The city also stated that the law didn't allow for automatic termination because police were government employees and could not have their due process stripped away.
The police department said the evaluation of the task force's recommendations is still ongoing.
The Denver Police Department said it has been implementing programs that were "de-emphasizing or eliminating police contact" for 911 calls related to health, medical or substance abuse issues since 2016, four years before the Floyd murder.
The police team up with a health clinician when responding to 911 calls involving people with behavioral issues or substance abuse issues. The police are involved when "weapons, threats or safety issues" are involved.

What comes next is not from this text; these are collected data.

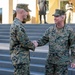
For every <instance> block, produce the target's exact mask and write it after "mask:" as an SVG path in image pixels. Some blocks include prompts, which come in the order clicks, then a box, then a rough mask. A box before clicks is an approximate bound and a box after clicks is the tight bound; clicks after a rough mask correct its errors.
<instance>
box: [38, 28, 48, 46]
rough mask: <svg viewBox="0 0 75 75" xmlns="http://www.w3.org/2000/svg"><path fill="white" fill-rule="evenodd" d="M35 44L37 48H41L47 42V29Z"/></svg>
mask: <svg viewBox="0 0 75 75" xmlns="http://www.w3.org/2000/svg"><path fill="white" fill-rule="evenodd" d="M37 42H38V46H43V45H45V44H47V43H48V42H49V30H48V29H47V30H46V31H45V33H44V35H43V36H42V37H41V39H39V40H38V41H37Z"/></svg>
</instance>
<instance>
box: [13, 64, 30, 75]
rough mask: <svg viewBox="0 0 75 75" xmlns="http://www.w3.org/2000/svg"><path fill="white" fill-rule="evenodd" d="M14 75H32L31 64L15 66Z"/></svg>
mask: <svg viewBox="0 0 75 75" xmlns="http://www.w3.org/2000/svg"><path fill="white" fill-rule="evenodd" d="M14 67H15V72H14V75H30V72H29V64H18V65H15V66H14Z"/></svg>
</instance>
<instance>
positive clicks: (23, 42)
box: [10, 18, 35, 75]
mask: <svg viewBox="0 0 75 75" xmlns="http://www.w3.org/2000/svg"><path fill="white" fill-rule="evenodd" d="M30 49H31V50H33V51H34V49H35V46H34V44H33V43H32V42H31V41H30V40H29V38H28V36H27V34H26V31H25V28H24V25H23V23H22V22H21V21H20V20H19V19H17V18H15V20H14V22H13V24H12V25H11V28H10V54H11V59H12V63H13V66H14V68H15V70H14V75H29V63H30V52H29V50H30Z"/></svg>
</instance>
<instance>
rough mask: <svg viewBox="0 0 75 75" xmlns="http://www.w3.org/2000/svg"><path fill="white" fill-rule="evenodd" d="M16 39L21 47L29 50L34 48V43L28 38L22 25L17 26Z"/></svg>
mask: <svg viewBox="0 0 75 75" xmlns="http://www.w3.org/2000/svg"><path fill="white" fill-rule="evenodd" d="M17 39H18V41H19V43H20V45H21V46H22V47H24V48H26V49H31V50H34V49H35V46H34V44H33V43H32V42H31V41H30V40H29V38H28V36H27V34H26V31H25V29H24V28H23V27H17Z"/></svg>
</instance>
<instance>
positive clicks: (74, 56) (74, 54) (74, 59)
mask: <svg viewBox="0 0 75 75" xmlns="http://www.w3.org/2000/svg"><path fill="white" fill-rule="evenodd" d="M69 42H70V50H71V58H72V62H75V33H74V31H73V30H71V31H70V36H69Z"/></svg>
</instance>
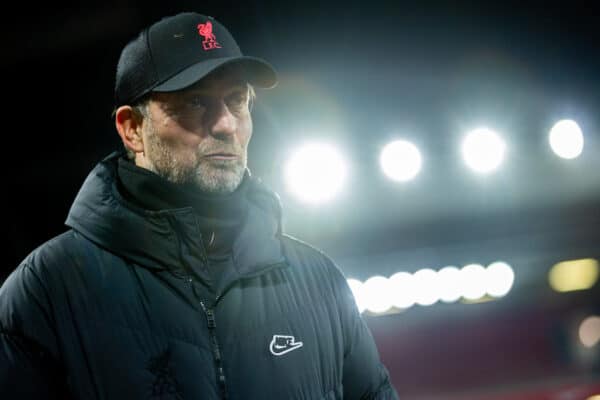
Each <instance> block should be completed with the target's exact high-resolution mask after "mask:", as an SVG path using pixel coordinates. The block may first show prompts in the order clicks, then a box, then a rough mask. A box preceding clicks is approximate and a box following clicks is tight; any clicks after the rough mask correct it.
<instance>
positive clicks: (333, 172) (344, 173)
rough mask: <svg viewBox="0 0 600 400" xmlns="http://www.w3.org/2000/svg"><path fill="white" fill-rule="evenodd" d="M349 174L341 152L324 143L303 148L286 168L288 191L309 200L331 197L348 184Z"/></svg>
mask: <svg viewBox="0 0 600 400" xmlns="http://www.w3.org/2000/svg"><path fill="white" fill-rule="evenodd" d="M346 174H347V167H346V163H345V161H344V159H343V157H342V156H341V154H340V152H339V151H338V150H337V149H336V148H335V147H334V146H331V145H328V144H324V143H312V144H308V145H305V146H304V147H302V148H300V149H299V150H298V151H297V152H296V153H295V154H294V155H293V156H292V158H291V159H290V160H289V161H288V163H287V165H286V167H285V178H286V184H287V187H288V190H289V191H290V192H291V193H293V194H294V195H296V196H297V197H298V198H299V199H301V200H302V201H305V202H308V203H322V202H325V201H328V200H330V199H332V198H333V197H334V196H335V195H336V194H337V193H338V192H339V191H340V189H341V188H342V186H343V184H344V183H345V180H346Z"/></svg>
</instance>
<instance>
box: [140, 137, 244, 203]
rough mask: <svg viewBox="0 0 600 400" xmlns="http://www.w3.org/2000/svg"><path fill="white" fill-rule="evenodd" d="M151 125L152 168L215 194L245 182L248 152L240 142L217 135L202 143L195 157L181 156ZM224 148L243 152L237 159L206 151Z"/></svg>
mask: <svg viewBox="0 0 600 400" xmlns="http://www.w3.org/2000/svg"><path fill="white" fill-rule="evenodd" d="M148 129H149V132H148V136H147V140H148V142H147V144H148V148H147V154H146V157H147V158H148V159H149V161H150V163H149V169H150V170H151V171H153V172H154V173H156V174H158V175H160V176H161V177H163V178H165V179H167V180H168V181H170V182H173V183H175V184H192V185H195V186H196V188H197V189H199V190H201V191H203V192H207V193H214V194H227V193H232V192H233V191H235V189H237V187H238V186H239V185H240V183H241V182H242V179H243V178H244V172H245V170H246V160H247V155H246V151H245V150H242V149H240V148H239V147H240V146H239V145H236V144H234V143H225V142H223V141H221V140H218V139H213V140H212V141H211V142H210V143H203V144H202V146H199V147H198V149H196V152H195V154H193V155H192V156H191V157H190V156H189V155H184V156H181V155H178V154H176V153H175V152H174V151H173V149H172V147H170V146H169V145H168V144H167V143H166V142H165V141H164V140H162V139H161V138H160V137H159V136H158V135H157V134H156V131H155V130H154V129H153V127H152V126H148ZM232 147H233V149H232ZM224 148H226V149H227V150H235V151H231V152H233V153H235V154H241V155H242V156H241V157H240V158H238V159H236V160H213V159H206V158H203V155H205V154H209V153H212V152H215V151H223V150H225V149H224ZM228 152H229V151H228Z"/></svg>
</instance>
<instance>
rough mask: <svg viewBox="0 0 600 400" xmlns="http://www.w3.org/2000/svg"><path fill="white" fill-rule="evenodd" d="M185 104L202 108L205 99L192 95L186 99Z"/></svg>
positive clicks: (198, 96) (203, 105)
mask: <svg viewBox="0 0 600 400" xmlns="http://www.w3.org/2000/svg"><path fill="white" fill-rule="evenodd" d="M186 104H187V106H188V107H190V108H196V109H198V108H204V107H206V100H205V99H204V98H203V97H202V96H193V97H190V98H188V99H187V101H186Z"/></svg>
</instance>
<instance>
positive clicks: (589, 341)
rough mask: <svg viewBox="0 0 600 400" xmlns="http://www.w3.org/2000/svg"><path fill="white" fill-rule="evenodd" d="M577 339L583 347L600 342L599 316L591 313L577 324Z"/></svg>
mask: <svg viewBox="0 0 600 400" xmlns="http://www.w3.org/2000/svg"><path fill="white" fill-rule="evenodd" d="M579 340H580V341H581V344H583V345H584V346H585V347H589V348H591V347H594V346H596V345H597V344H598V343H600V317H599V316H597V315H592V316H589V317H587V318H586V319H584V320H583V322H582V323H581V324H580V325H579Z"/></svg>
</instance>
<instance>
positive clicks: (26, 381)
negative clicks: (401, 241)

The police also have a program where a paramedic and mental health provider respond to calls that are deemed "low-risk" in lieu of a police officer.
And civil report technicians in lieu of police take reports for minor crashes and "cold" property crimes that are not-in-progress.
"By taking a public health view of public safety, we are connecting individuals with the best resources to help stabilize a crisis and evaluate their needs, while simultaneously freeing up police officers to focus on what they do best - address crime," Denver Police Chief Paul Pazen said in an email. "Because these successful alternative response programs and traditional policing are complementary, I view alternative response programs as an 'AND' rather than an 'OR' when it comes to the future of policing."
The Mayor's office, CdeBaca, and the Denver police union did not respond to an email seeking comment.
Pazen, who worked for the department for 28 years, is set to retire from the force in October, Mayor Michael Hancock's office announced Wednesday.
Pazen's retirement date is effective October 15, and Division Chief Ron Thomas will become acting chief starting September 6, according to the mayor's office.